Contre toute attente, la Banque du Canada pourrait entamer la baisse des taux d’intérêt avant la Réserve fédérale américaine (Fed), à la suite du deuxième recul consécutif de l’Indice des prix à la consommation en février.

Après s’être replié à 2,9 % en janvier, l’IPC a de nouveau reculé à 2,8 % en février, a fait savoir Statistique Canada mardi. Ce recul est une surprise parce que la plupart des économistes s’attendaient à un rebond de l’inflation à 3,1 %.

Le ralentissement de l’IPC s’explique surtout par une baisse des prix des services de téléphonie cellulaire, des aliments achetés au magasin et des services d’accès à l’internet, selon Statistique Canada.

Le ralentissement de la croissance des prix est généralisé parmi les composantes du panier de consommation, et certaines d’entre elles, comme les vêtements, affichent une baisse de prix.

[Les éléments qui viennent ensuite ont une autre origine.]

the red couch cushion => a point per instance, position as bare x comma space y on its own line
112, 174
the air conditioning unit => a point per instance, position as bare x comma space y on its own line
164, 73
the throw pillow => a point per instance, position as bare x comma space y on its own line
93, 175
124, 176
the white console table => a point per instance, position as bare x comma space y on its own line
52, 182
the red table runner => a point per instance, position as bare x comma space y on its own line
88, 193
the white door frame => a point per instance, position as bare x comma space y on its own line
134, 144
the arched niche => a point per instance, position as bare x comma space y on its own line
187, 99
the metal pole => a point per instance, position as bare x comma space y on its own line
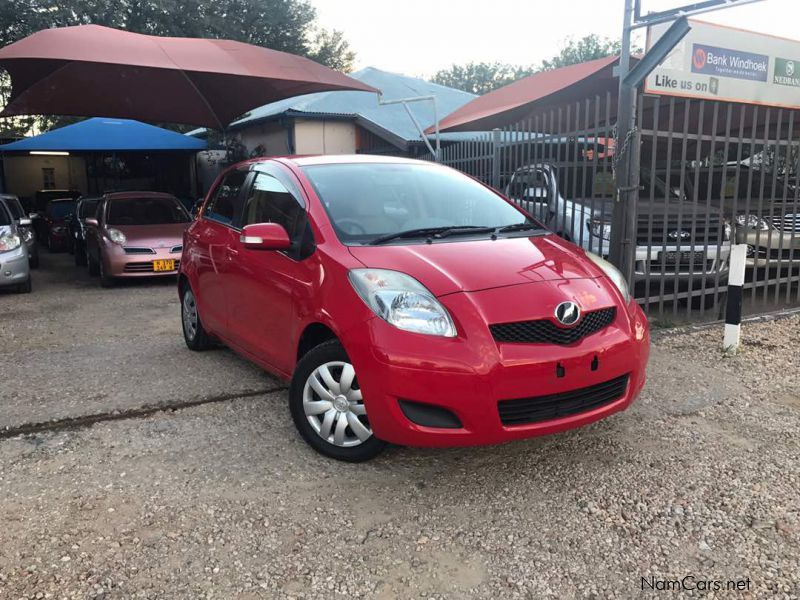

La bonne nouvelle de février est venue du secteur de l’alimentation, où la croissance des prix a ralenti à 2,4 %. C’est la première fois depuis octobre 2021 que le prix des aliments augmente moins vite que le panier global de biens et services qui composent l’IPC.

Les prix de la viande transformée, et notamment celui du bacon, des fruits frais et du poisson ont affiché une baisse en février.

Même s’il augmente moins vite, le prix des aliments progresse toujours. Depuis trois ans, soit entre février 2021 et février 2024, les prix dans les épiceries ont augmenté de 21,6 %, a fait savoir Statistique Canada.

Le coût de l’intérêt hypothécaire, attribuable à la hausse des taux d’intérêt, et le coût des loyers, qui s’explique par la rareté de l’offre de logements, ont continué d’alimenter l’inflation en février.

Au Québec, le taux d’inflation est resté inchangé à 3,3 %. C’est maintenant au tour de l’Alberta d’avoir le taux d’inflation le plus élevé au pays, à 4,2 %.

Avril ou juin ?

Les mesures de l’inflation de base que surveille la Banque du Canada, l’IPC-tronq et l’IPC-méd, ont également reculé en février, mais elles restent supérieures à 3 %, soit au-delà de la cible de 1 % à 3 % de la banque centrale.

Selon les économistes de Desjardins, ces deux mesures de l’inflation de base surestiment probablement le véritable taux d’inflation. Dans une analyse publiée lundi, ils soutiennent qu’en se fiant trop à ces deux mesures, les dirigeants de la Banque du Canada « risquent de maintenir une politique monétaire trop restrictive trop longtemps, ce qui pourrait causer inutilement des soucis aux ménages et aux entreprises ».

La plupart des économistes s’inquiètent maintenant que la Banque du Canada en fasse trop pour combattre l’inflation, parce que l’économie canadienne donne des signes de détresse depuis plusieurs mois déjà.

« Étant donné que les récentes communications de la Banque du Canada ont mis l’accent sur la résilience de l’inflation plutôt que sur les signes d’une croissance faible, il existe un risque qu’elle cause trop de dommages à l’économie en maintenant une politique monétaire trop restrictive », écrivent les économistes de la Banque Nationale, Matthieu Arseneau et Alexandra Ducharme, dans leur analyse des dernières statistiques de l’inflation.

Le gouverneur de la Banque du Canada, Tiff Macklem, a maintes fois répété qu’il faudrait plus que quelques mois de recul de l’inflation avant de changer de cap et de commencer à réduire le taux directeur.

Il reste que le portrait meilleur que prévu de l’inflation en janvier et en février pourrait encourager la Banque du Canada à lâcher du lest ce printemps. C’était la dernière lecture de l’IPC avant la prochaine décision sur les taux de la banque centrale, en avril.

La Banque du Canada annoncera dès le mois prochain un changement de politique, prévoit Randall Bartlett, directeur principal, économie canadienne, de Desjardins.

Le ton pourrait changer en avril, mais il faudra attendre au moins l’autre décision sur les taux, en juin, avant de voir le taux directeur baisser, estime Claire Fan, économiste de la Banque Royale.

Les paris restent ouverts sur qui, de la Banque du Canada ou de la Réserve fédérale américaine, annoncera en premier une réduction des taux d’intérêt. Jusqu’à tout récemment, la Fed avait télégraphié trois baisses de taux cette année, mais la bonne tenue de l’économie américaine et la résilience de l’inflation semblent avoir changé la donne.

Au Canada, étant donné la faiblesse de l’économie, les pressions sont de plus en plus fortes pour que la banque centrale fasse le premier geste.